Дженни снова едва удерживается от смеха — она и не подозревала, что проститутка может так напугать мужчину. Осборн делает несколько неловких шагов назад и упирается спиной в стену. Обе руки он прижимает к животу с левой стороны. Сквозь его пальцы бьет какая-то черная струя. Дженни видит страх в его глазах: он смотрит то на свои руки, то на проститутку. И тут девушка замечает, что в складках одежды этой женщины мелькает острый клинок. Осборн продолжает изумленно смотреть на проститутку, рот его раскрыт в немом ужасе.
— Я вас… узнал… — хрипло произносит он.
Но та немедленно наносит еще удар, на этот раз в самый низ живота, и резким движением распарывает ему живот снизу доверху. Осборн закатывает глаза, на губах его пенится кровь.
Дженни зажимает рот рукой, чтобы, не дай бог, не закричать, и прижимается к стене. Тело Осборна валится на землю. Проститутка припадает на корточки и быстро стаскивает с его рук перчатки. На мизинце правой руки Осборна блестит золотое кольцо. Она пытается стащить его, но кольцо не поддается. Вытаращив от ужаса глаза, Дженни видит, что проститутка отгибает мизинец — он издает резкий хруст, словно ломается сухая ветка, — и быстрым движением ножа отрубает его так же мастерски, как мясник отрубает куриную ногу. Потом хватается за другой палец, безымянный, и делает с ним то же самое.
Дрожа от страха, Дженни съеживается в своей нише; у нее теперь только одно желание: пропасть, исчезнуть, провалиться сквозь землю. Наверное, она слишком громко дышит — проститутка вдруг бросает свое занятие и озирается по сторонам. Вот она встает, опускает отрезанные пальцы в карман платья. Потом, крепко сжимая в руке окровавленный нож, поворачивается лицом к Дженни.

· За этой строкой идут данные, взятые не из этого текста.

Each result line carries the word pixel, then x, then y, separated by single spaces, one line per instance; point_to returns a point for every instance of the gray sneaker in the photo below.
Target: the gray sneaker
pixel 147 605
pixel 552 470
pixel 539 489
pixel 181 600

Молода эта женщина или стара, Дженни не видно: нижнюю часть лица ее закрывает черная матерчатая маска, оставляя открытыми только сверкающие безумной яростью глаза. Дженни окаменела от страха, она хочет бежать, но ноги не слушаются, хочет кричать, но крик застрял у нее в глотке. «Пощадите, — хочется крикнуть ей, — у меня нет денег, у меня нет драгоценностей. Я так молода, мне только семнадцать лет. У меня маленький ребенок, которого зовут Джек, маленький такой мальчик Джеки».
Но она лишь стоит на месте как вкопанная и дрожит от страха.